No meat, no dairy, and no eggs! (Just to clarify for the weirdo out there that puts eggs in their chili). You don't have to be vegan to enjoy this chili. My carnivore husband can attest that this recipe tastes like true chili con carne. I made sure the flavors were robust and savory like the real deal. A perfect lunch or dinner idea easily made in one pot. (Everyone is happy when there are fewer dishes to clean).
In this recipe, I have a soy-based fake "meat" from my local grocery store. I realize this exact item may not be accessible to everyone, but there is likely a similar product where you shop. Otherwise, other substitutes can be sauteed mushrooms or crumbled, marinated tofu. If you don't have any of these on hand, this recipe can stand on its own with more beans, corn, and peppers supplemented in its place.
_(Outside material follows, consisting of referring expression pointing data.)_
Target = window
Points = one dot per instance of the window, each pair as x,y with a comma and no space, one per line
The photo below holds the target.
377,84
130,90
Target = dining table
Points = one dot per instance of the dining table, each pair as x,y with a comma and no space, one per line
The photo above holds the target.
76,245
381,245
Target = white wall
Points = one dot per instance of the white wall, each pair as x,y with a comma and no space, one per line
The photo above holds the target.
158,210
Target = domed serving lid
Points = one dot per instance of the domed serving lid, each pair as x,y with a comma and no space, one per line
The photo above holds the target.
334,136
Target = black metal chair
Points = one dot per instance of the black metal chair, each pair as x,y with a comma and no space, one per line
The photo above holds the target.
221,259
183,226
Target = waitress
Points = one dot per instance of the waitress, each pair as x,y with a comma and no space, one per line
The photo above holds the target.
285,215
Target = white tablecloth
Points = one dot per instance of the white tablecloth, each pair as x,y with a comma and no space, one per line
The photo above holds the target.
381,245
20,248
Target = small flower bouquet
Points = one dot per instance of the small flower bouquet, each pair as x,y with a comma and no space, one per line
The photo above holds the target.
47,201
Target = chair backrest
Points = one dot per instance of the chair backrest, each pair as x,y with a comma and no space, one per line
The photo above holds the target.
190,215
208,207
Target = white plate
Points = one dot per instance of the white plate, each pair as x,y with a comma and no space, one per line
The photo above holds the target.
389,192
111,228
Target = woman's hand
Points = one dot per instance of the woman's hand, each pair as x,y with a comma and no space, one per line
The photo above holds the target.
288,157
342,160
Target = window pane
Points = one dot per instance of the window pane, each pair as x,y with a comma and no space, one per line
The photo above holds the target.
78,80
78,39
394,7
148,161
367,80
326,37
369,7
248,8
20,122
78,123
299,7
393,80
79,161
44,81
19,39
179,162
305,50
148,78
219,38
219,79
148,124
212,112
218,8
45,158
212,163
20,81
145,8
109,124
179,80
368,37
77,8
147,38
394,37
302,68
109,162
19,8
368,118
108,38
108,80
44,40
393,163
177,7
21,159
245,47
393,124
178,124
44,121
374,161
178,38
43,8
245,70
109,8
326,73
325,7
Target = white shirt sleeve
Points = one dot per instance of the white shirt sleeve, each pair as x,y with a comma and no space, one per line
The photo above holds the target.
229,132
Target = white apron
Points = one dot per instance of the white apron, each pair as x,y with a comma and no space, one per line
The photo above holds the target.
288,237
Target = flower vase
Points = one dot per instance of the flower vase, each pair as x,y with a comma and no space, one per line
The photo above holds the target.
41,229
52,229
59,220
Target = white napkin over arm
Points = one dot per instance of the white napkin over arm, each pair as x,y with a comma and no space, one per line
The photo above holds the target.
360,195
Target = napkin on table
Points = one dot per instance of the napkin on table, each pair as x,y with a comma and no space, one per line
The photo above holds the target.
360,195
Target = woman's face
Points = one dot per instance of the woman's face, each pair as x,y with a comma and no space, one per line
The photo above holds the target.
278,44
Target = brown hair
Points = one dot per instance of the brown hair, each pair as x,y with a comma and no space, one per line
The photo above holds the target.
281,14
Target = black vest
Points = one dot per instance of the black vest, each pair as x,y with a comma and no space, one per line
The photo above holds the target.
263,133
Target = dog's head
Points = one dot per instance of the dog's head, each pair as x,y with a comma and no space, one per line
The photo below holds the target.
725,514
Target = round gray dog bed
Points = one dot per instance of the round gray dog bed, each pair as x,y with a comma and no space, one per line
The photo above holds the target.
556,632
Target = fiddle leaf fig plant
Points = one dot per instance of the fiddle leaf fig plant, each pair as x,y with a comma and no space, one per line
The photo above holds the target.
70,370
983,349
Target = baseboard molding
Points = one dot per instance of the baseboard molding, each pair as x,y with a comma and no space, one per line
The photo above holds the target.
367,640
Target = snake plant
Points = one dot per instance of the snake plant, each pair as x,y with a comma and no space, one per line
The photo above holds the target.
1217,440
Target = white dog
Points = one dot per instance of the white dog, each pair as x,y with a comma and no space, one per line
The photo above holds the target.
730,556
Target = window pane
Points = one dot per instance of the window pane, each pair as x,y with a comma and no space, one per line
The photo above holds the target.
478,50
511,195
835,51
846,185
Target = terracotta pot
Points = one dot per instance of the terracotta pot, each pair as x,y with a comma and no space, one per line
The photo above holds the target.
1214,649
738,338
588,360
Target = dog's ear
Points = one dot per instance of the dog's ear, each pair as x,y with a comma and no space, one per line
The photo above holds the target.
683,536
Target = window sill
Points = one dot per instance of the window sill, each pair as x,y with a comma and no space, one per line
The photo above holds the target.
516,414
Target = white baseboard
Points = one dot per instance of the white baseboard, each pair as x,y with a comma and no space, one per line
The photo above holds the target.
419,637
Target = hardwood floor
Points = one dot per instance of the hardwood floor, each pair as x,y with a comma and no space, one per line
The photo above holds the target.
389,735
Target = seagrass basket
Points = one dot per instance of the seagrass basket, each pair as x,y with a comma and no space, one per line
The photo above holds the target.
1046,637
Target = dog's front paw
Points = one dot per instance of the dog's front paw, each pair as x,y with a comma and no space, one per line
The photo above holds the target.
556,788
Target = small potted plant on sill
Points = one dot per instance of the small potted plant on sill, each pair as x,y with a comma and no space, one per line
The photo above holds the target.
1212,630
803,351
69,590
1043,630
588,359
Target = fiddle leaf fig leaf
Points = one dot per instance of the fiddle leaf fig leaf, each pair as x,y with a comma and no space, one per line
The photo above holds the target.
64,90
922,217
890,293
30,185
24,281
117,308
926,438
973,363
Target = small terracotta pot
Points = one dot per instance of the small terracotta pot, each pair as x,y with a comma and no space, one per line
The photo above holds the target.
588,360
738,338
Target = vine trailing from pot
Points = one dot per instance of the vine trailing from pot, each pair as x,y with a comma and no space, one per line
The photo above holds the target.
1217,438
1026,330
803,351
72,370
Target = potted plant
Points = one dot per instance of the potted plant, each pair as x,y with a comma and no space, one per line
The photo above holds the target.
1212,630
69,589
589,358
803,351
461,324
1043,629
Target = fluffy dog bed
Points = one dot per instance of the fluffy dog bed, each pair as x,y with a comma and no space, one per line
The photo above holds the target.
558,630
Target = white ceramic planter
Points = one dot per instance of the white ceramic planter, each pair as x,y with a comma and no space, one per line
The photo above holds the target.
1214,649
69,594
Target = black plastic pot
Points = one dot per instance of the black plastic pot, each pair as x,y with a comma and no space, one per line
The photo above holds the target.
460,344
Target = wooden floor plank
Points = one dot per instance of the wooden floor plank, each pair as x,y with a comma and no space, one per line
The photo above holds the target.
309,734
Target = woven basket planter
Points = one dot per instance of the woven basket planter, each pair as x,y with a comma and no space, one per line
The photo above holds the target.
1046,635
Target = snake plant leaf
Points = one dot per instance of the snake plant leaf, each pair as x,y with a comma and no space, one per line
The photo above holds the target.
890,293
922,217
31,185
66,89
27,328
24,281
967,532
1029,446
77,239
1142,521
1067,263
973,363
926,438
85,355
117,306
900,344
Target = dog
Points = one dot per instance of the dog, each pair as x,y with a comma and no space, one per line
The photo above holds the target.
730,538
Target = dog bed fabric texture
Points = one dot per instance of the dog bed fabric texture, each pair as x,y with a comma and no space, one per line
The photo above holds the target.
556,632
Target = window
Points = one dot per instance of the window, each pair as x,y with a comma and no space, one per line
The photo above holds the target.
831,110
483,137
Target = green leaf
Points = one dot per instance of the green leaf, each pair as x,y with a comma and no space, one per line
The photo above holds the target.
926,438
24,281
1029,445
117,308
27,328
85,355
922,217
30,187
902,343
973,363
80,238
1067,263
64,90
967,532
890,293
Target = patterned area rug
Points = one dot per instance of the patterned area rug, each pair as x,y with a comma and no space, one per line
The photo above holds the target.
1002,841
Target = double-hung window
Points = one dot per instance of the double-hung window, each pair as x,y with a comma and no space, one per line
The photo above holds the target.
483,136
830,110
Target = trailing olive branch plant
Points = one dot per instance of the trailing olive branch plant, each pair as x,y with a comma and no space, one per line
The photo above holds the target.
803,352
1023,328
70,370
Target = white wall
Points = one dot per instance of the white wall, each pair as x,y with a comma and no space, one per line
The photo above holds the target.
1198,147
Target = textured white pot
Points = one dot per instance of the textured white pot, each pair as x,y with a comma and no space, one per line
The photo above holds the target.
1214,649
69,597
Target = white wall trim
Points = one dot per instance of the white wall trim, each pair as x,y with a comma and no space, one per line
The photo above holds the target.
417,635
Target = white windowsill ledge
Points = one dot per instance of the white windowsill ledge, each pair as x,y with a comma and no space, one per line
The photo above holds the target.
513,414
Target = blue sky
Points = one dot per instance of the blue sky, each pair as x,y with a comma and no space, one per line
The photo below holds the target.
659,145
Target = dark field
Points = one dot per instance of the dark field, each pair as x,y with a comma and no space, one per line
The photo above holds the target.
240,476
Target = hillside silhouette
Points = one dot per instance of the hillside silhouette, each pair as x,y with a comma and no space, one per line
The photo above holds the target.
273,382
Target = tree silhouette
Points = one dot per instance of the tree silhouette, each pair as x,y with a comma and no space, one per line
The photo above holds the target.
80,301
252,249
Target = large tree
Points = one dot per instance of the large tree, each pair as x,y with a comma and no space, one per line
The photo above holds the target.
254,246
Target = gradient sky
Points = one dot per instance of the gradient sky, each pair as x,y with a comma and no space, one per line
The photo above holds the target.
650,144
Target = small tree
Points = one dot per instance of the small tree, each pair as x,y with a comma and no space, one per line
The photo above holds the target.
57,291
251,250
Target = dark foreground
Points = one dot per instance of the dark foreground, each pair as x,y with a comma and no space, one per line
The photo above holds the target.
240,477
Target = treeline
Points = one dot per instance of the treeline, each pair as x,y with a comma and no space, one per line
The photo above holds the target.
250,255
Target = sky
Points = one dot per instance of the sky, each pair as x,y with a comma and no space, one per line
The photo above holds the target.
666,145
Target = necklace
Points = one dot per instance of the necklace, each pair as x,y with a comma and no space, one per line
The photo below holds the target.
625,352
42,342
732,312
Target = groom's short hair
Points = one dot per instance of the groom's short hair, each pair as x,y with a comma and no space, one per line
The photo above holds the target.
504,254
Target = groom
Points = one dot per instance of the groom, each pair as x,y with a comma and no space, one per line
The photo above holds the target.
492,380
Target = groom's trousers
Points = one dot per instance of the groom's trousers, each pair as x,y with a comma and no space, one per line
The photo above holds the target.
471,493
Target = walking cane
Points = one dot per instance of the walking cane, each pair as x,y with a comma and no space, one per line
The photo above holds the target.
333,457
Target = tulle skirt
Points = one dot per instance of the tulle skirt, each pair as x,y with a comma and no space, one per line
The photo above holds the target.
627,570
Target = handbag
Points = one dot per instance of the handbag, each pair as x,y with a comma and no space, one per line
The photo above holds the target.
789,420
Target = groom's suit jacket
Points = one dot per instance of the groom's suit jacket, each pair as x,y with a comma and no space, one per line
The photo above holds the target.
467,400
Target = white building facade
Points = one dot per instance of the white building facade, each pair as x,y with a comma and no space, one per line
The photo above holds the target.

You may notice a couple of odd spices in this sauce. Why cacao powder and soy sauce? Cacao powder deepens the full, earthy taste while soy sauce is a more savory alternative to normal table salt. Taste test your sauce before mixing it in to be sure it is exactly how you want it.
Every good chili needs a complimentary topping. I, personally, favor the fresh flavors to complement the heartiness of the sauce. Vegan-friendly suggestions: soy or coconut-based yogurt, lime zest, cilantro, spring onion, or avocado.